New mother Fei Hong has an additional chore every workday. Every two hours, she goes into the bathroom at work with a breast pump to get a bottle of breast milk, which she then sends through an express delivery service to feed her baby back at home.


A new mother learns how to breast-feed at a hospital in Xiangfan, Hubei province. [Gong Bo]
 

Fei, 32, was planning to feed her 5-month-old girl baby formula when she returned to work after four months of maternity leave. But that is no longer a consideration.

Fei is not the only young parent who has to figure out how best to feed her baby in the wake of the ongoing tainted baby formula scandal that has implicated almost all major domestic brands of powdered or fresh milk. The widespread contamination with the chemical melamine has caused the death of four babies and sickened 53,000 so far.

Breast-feeding is the most traditional way, and it is what mothers turn to by instinct. However breast-feeding has lost popularity among many young mothers because of changing lifestyles and lack of awareness of the benefits of breast milk.

Ninety percent of young mothers are healthy enough to breast-feed, but those who do has dropped to 70 percent in China. The rate is even lower with young urban mothers. In Shanghai, only 50 percent breast-feed their babies for no more than three months, according to local health authorities.

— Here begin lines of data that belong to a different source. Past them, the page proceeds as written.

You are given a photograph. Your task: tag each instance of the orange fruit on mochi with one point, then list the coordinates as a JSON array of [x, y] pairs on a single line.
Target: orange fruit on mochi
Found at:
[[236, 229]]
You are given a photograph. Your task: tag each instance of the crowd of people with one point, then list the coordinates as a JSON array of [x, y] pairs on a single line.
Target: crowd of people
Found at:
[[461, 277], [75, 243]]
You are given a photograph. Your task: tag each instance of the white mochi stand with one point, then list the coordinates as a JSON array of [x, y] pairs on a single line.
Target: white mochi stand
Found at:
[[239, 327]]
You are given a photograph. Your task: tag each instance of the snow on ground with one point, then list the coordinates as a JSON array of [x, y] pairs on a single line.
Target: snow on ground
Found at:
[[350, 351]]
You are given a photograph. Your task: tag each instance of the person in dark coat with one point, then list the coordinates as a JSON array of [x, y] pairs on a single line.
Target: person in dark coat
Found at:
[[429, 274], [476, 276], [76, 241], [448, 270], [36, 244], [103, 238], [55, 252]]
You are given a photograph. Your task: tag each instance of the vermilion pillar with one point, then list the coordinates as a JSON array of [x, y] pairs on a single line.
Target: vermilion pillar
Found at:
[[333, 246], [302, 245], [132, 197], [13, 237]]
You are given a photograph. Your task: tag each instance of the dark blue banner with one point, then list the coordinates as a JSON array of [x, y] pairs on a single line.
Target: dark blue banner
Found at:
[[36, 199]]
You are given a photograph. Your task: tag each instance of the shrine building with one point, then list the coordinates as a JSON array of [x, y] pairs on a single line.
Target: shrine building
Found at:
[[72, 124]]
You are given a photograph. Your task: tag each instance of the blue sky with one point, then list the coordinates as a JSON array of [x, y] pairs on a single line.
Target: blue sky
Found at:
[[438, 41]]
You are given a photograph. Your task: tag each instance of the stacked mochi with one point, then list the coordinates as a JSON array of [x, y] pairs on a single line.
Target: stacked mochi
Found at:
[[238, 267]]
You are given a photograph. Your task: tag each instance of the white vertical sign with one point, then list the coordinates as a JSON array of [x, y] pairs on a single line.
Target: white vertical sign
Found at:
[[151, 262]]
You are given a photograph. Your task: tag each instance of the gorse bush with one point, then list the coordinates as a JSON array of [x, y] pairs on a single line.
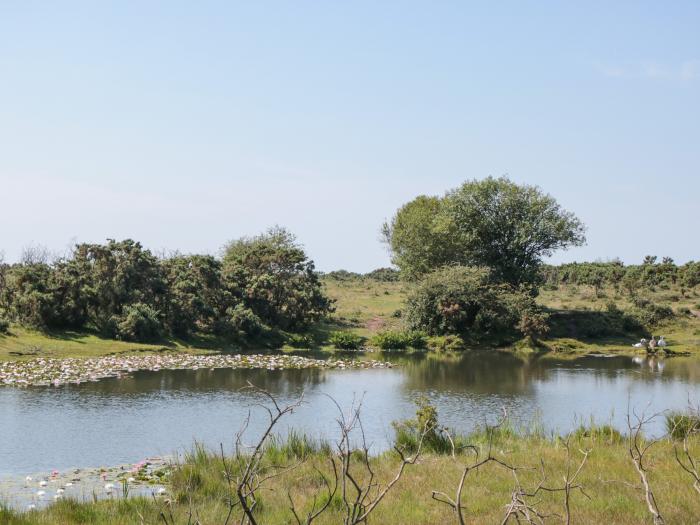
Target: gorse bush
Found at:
[[461, 300], [346, 340], [138, 322], [425, 427], [680, 425], [278, 282], [650, 314], [300, 341], [120, 289], [241, 320], [604, 433], [399, 340], [446, 343]]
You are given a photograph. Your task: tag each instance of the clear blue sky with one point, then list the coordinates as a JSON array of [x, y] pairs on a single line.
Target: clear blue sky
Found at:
[[184, 124]]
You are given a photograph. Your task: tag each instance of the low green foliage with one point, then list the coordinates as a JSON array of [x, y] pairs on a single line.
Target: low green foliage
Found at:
[[461, 300], [680, 425], [138, 322], [300, 340], [424, 431], [446, 343], [604, 433], [399, 339], [346, 340]]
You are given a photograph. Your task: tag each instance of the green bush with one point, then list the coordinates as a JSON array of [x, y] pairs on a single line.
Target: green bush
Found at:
[[346, 340], [445, 343], [383, 275], [461, 300], [241, 320], [426, 426], [138, 322], [605, 433], [300, 341], [399, 340], [680, 425], [279, 283], [650, 314]]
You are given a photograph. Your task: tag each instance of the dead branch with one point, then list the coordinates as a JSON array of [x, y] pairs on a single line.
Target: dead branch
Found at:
[[638, 447]]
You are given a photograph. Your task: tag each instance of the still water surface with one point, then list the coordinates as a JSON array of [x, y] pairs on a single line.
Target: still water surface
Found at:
[[119, 421]]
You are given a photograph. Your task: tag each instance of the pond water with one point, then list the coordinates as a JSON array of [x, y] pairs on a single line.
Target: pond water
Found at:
[[118, 421]]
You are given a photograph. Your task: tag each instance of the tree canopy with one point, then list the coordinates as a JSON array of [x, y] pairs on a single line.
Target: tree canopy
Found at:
[[492, 223]]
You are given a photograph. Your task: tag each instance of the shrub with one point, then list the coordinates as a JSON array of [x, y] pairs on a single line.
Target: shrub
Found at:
[[650, 314], [595, 432], [445, 343], [461, 300], [346, 340], [399, 340], [241, 320], [383, 275], [300, 340], [409, 432], [278, 281], [533, 324], [138, 322], [680, 425]]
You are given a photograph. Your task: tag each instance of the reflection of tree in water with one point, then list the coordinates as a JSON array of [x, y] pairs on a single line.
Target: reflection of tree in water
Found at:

"Young mothers these days face huge pressures, and they often don't have sufficient milk of their own. As a result, the proportion of children in our country who are fed baby formula is quite big," Chinese Health Minister Chen Zhu said at a news conference last week.

An overestimation of the health benefits of dairy products, coupled with heavy advertising hyping baby formula by some dairy companies in recent years, have also contributed to the decrease in the number of young mothers breast-feeding their babies.

Until recently, dairy foods have been a rarity in the traditional Chinese diet. The Chinese, like many other Asians, are also more prone to lactose intolerance. Even after the founding of New China, supplies of fresh milk and milk powder were limited to major metropolises. Consumption of dairy products was a sign of wealth.

When China began reforms at the end of the 1970s, a host of studies revealed that Japanese teenagers, long considered shorter than their Chinese peers, were now of the same height. A study by Professor Ji Chengye of Beijing Medical University showed that by the late 1990s, the majority of Chinese teenagers were 1.47-1.7 cm shorter on average than their Japanese peers.

This was attributed to consumption of dairy products as experts pointed out that milk with animal protein is more nutritious than soymilk with only vegetable protein.

By 2005, annual dairy consumption per capita in China was still only 22 kg, according to the National Bureau of Statistics, as compared to 268 kg on average in Western countries, 64 kg in Japan and 50.9 kg on average in developing countries.

However, consumption of baby formula has increased dramatically in the past few years, largely due to heavy advertising. Many young Chinese parents have placed their faith in the promises of companies that their products provide all the minerals needed for "wisdom and robustness".

One young mother, Fang Caiying, a villager in Anqing, Anhui province, said she began to mix her breast milk with baby formula when her son was four months old.

"It was to boost his nutrition. It was not because I don't have enough breast milk," Wu said when asked why she switched to baby formula. "I felt I couldn't provide him with enough nutrition myself and formula would be better than breast milk."